Insisto, solo la cooperación entre todos los actores implicados permitirá conjurar esos riesgos. Los Estados deben respaldar a sus empresas para que estas impulsen la reactivación económica y, a su vez, permitan a los propios Estados volver la estabilidad fiscal. Es un círculo que se retroalimenta.

Para ello, es necesario alinear respuestas, como han hecho muchos gobiernos, ofreciendo a las empresas avales públicos, ayudas al desempleo temporal para reducir costes o inyecciones de capital que favorezcan la actividad. Del mismo modo, las inversiones vinculadas a los procesos de reconstrucción deben impulsar la Agenda 2030 de la ONU y los Objetivos de Desarrollo Sostenible, centrándose en procesos tecnológicos y transición energética. Si conseguimos que nuestras empresas ganen competitividad, una vez superada la crisis actual, cada país aumentará sus ingresos a través de un crecimiento más fuerte y sostenido, cerrando el círculo al que me refería.

No estamos ante una recesión de origen financiero, pero si no aplicamos las políticas económicas correctas, sus efectos podrían ser devastadores. Aunque cada país tiene una situación distinta, por norma general, se necesitan políticas de estímulo y no subidas de impuestos, así como que los Estados más endeudados, una vez superada la situación de emergencia social, acometan reformas estructurales.

Todo lo dicho es válido para Europa y para Iberoamérica. Ambas áreas deben evitar que todo el esfuerzo sanitario, económico, político o social para vencer al coronavirus sea en balde. Volver al mundo tal y como estaba hace un año sería un fracaso. Significaría que, ni como países ni como empresas, hemos sido capaces, gracias a esa necesaria cooperación, de potenciar la capacidad de generar empleo y riqueza mediante un desarrollo sostenible.

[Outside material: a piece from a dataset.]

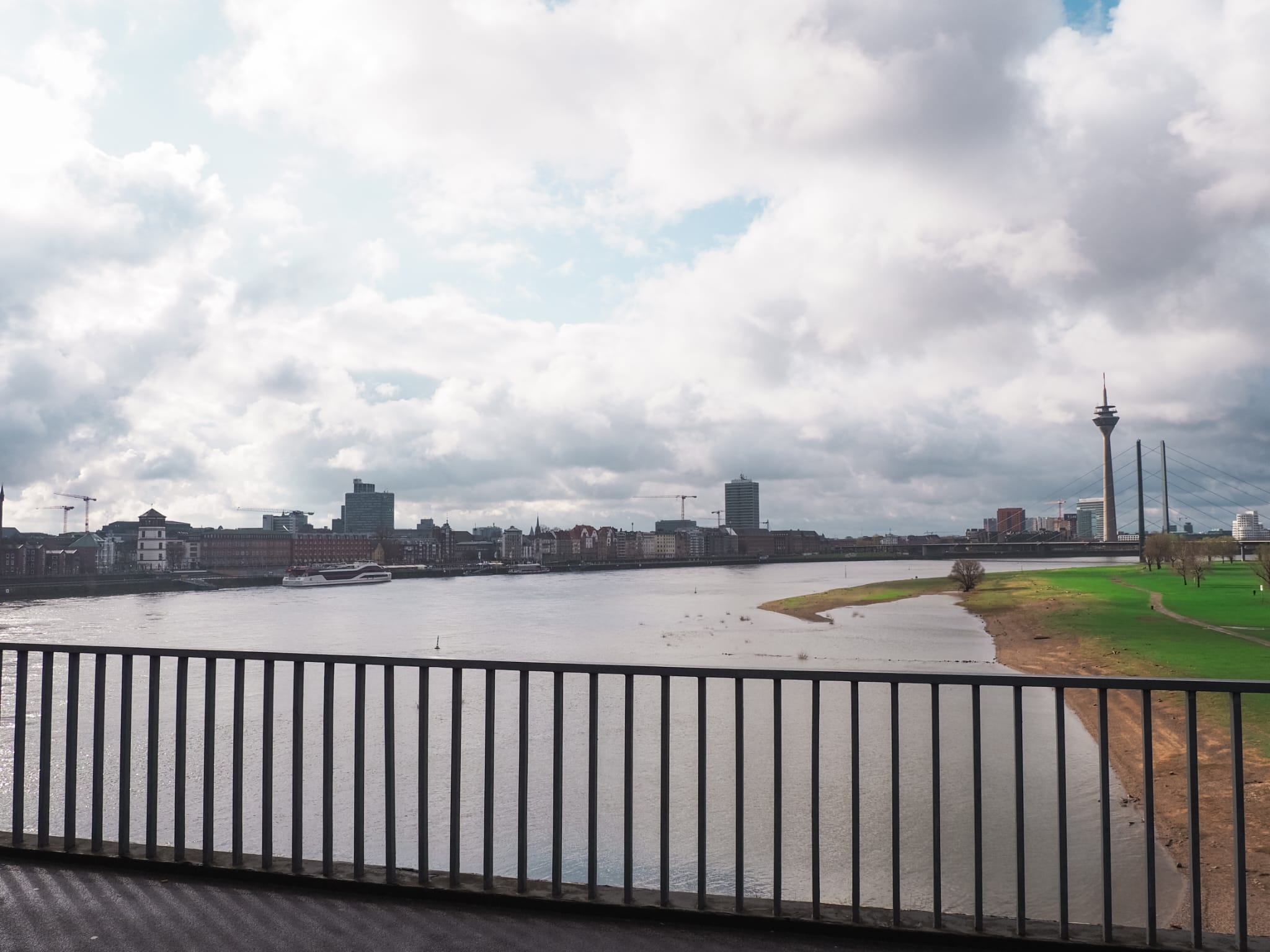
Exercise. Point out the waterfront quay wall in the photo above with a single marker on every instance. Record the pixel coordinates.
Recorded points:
(74, 586)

Y sin olvidar que cuanto mejor le vaya a Europa, mejor le ira a Iberoamérica, y viceversa. España es el mayor inversor en la región de todos los países de la Unión Europea, con un capital acumulado que supera los 120.000 millones de euros (US$137.000 millones) y que sostiene 800.000 empleos. Por su parte, España, en los últimos años, ha recibido más de 40.500 millones de euros procedentes de empresas de la región. Conocemos el camino más rápido para salir de la crisis: más integración y coordinación entre Estados, y más cooperación con los empresarios. No equivoquemos el rumbo.